Une part significative du budget avait été consacrée à la masse salariale, qui s’élevait
à 5.926 milliards de dinars, ainsi qu’aux transferts sociaux, évalués à 2.812
milliards de dinars, couvrant notamment l’allocation chômage, les retraites et
les subventions aux produits de large consommation. Aussi, la loi de finances
2026 intègre un ensemble de mesures à forte portée sociale visant
l’amélioration concrète des conditions de vie des citoyens et la préservation
du pouvoir d’achat. Elle prévoit l’exonération totale de droits et taxes, y
compris les contributions additionnelles, pour l’importation de 10.000 bus
neufs de transport de 10 personnes ou plus, montés ou non montés, ainsi que
pour les pièces et composants importés séparément. Cette mesure répond au
besoin urgent de renouvellement du parc de transport public, avec un impact direct
sur la qualité du service, les coûts de déplacement et l’accessibilité pour les
usagers. Par ailleurs, la loi encourage la transition énergétique domestique en
réduisant les droits de douane sur les chauffe-eaux solaires de 30 % à 15 %,
favorisant une solution plus économique et durable pour les ménages, tout en
allégeant les dépenses énergétiques. Ces dispositions traduisent une approche
sociale ciblée, articulant amélioration des services publics, soutien au
pouvoir d’achat et promotion de solutions durables, dans un contexte
macroéconomique marqué par une trajectoire de croissance progressive à moyen
terme. Enfin, la loi de finances 2026 a souligné que la trajectoire budgétaire
pour la période 2026-2028 s’inscrit dans une logique de maîtrise progressive
des dépenses publiques et d’encadrement de l’évolution des recettes fiscales,
avec pour objectif de réduire graduellement le déficit global du Trésor tout en
préservant la stabilité économique et sociale. Après son adoption à la majorité
par l’Assemblée populaire nationale, le projet de loi de finances 2026 avait
entamé sa deuxième phase d’examen au Conseil de la nation. Contrairement à
l’APN, une seule séance avait été consacrée à la présentation du texte avant
l’ouverture des débats, précédée de son examen par la commission des affaires
économiques et financières, chargée d’élaborer un rapport préliminaire
comprenant analyses et observations. À cette occasion, le ministre des
Finances, Abdelkrim Bouzred, a défendu les grandes
orientations de la politique budgétaire et exposé les enjeux du projet ainsi
que leurs implications. Il convient de rappeler que le débat à l’APN a été
riche et parfois houleux, notamment sur les questions liées au déficit
budgétaire, à la politique des subventions et à certaines dispositions fiscales
ayant suscité des divergences parmi les élus.
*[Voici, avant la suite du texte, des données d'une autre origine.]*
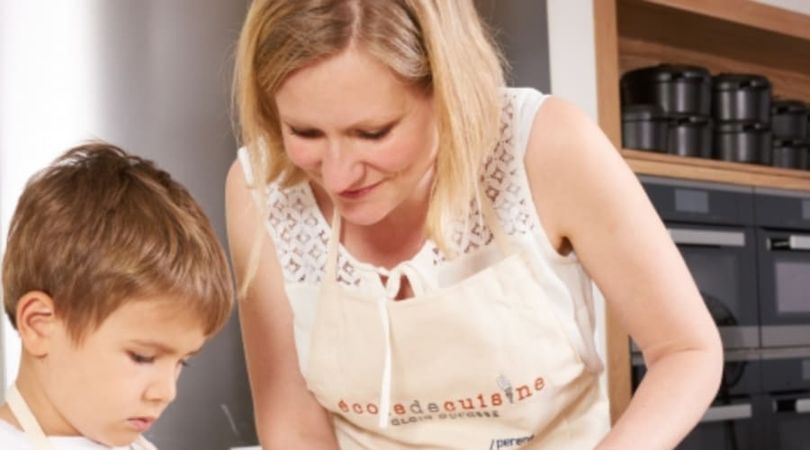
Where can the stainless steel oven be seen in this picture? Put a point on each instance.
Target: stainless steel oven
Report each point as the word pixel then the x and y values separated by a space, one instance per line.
pixel 783 220
pixel 713 227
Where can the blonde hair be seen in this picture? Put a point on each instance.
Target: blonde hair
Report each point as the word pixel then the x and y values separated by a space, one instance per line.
pixel 438 46
pixel 99 228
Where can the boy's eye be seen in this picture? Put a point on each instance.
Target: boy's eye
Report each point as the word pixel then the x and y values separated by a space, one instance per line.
pixel 141 359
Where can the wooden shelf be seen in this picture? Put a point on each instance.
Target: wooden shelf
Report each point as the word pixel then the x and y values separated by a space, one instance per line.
pixel 649 34
pixel 742 12
pixel 660 164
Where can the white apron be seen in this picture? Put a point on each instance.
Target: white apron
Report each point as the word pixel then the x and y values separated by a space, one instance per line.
pixel 31 427
pixel 481 364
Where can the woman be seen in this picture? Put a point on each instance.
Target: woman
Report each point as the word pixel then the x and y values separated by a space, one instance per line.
pixel 415 244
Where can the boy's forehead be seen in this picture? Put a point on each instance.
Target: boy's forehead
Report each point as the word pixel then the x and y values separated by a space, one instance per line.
pixel 160 322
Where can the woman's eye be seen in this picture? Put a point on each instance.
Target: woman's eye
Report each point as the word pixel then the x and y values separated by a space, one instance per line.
pixel 306 134
pixel 374 135
pixel 141 359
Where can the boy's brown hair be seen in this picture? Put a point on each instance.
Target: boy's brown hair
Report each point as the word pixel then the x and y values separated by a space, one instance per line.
pixel 98 228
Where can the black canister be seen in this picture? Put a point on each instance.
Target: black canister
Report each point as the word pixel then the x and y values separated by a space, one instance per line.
pixel 677 89
pixel 644 127
pixel 741 97
pixel 748 142
pixel 690 136
pixel 792 154
pixel 789 120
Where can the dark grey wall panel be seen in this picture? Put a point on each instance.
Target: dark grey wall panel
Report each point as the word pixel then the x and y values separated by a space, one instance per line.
pixel 521 30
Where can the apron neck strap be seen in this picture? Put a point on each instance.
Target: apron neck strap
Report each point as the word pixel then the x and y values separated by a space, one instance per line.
pixel 26 418
pixel 490 219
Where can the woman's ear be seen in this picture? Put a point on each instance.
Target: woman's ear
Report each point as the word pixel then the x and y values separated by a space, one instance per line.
pixel 36 322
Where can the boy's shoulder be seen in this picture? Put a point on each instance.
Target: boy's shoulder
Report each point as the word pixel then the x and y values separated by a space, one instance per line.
pixel 11 438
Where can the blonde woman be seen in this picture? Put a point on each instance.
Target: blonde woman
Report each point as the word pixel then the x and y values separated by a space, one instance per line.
pixel 415 244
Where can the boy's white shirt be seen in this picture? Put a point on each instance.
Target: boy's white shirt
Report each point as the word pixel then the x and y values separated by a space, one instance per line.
pixel 12 438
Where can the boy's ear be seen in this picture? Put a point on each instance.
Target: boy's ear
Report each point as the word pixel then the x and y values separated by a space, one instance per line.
pixel 36 322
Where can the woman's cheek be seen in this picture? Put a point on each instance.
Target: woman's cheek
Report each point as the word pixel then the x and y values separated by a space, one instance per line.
pixel 302 154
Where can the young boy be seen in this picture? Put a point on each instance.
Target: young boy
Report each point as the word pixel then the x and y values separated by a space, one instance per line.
pixel 113 278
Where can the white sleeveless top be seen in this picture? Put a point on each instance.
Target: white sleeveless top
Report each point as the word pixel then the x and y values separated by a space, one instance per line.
pixel 300 234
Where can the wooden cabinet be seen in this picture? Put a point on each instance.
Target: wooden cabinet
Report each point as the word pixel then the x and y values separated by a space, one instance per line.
pixel 723 36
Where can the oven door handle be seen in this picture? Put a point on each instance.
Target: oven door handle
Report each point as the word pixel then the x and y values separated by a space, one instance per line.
pixel 792 242
pixel 798 406
pixel 728 412
pixel 688 236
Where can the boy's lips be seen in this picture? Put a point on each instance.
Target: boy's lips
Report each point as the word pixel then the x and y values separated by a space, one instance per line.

Après trois jours de discussions,
un consensus s’était dégagé autour du texte, passé au crible à travers plus de
250 interventions parlementaires, sans compter les auditions au niveau de la commission
des finances et des budgets et les contributions des six groupes
parlementaires. Cette forte mobilisation témoignait de l’importance accordée à
ce texte structurant, qui encadrait l’ensemble des opérations budgétaires,
fiscales et financières de l’État. Lors de ses interventions, le Premier
Argentier du pays s’était montré rassurant quant à la maîtrise et à la
stabilisation des dépenses. Le projet de loi de finances pour 2026 a été fondé
sur 70 % de la consommation de l’année précédente, le déficit devant être
financé par la dette intérieure, sans incidence sur les prix ni sur les taux
d’inflation. Contenant des mesures destinées à soutenir la croissance
économique, à améliorer la gestion des ressources publiques, à encourager
l’investissement productif et à préserver le pouvoir d’achat, le PLF 2026
venait consolider les avancées macroéconomiques reconnues tant par la Banque
d’Algérie que par des institutions financières internationales telles que le
FMI et la Banque mondiale. Selon le ministre, ce texte traduit la
transformation profonde de l’économie nationale, désormais sortie de la logique
rentière pour s’orienter vers une diversification réelle des recettes,
orientation sur laquelle repose le budget de l’année 2026. Le principal défi
consiste à maintenir un taux de croissance économique de 4,1 % tout en
maîtrisant la dette intérieure, estimée à près de 18.000 milliards de dinars.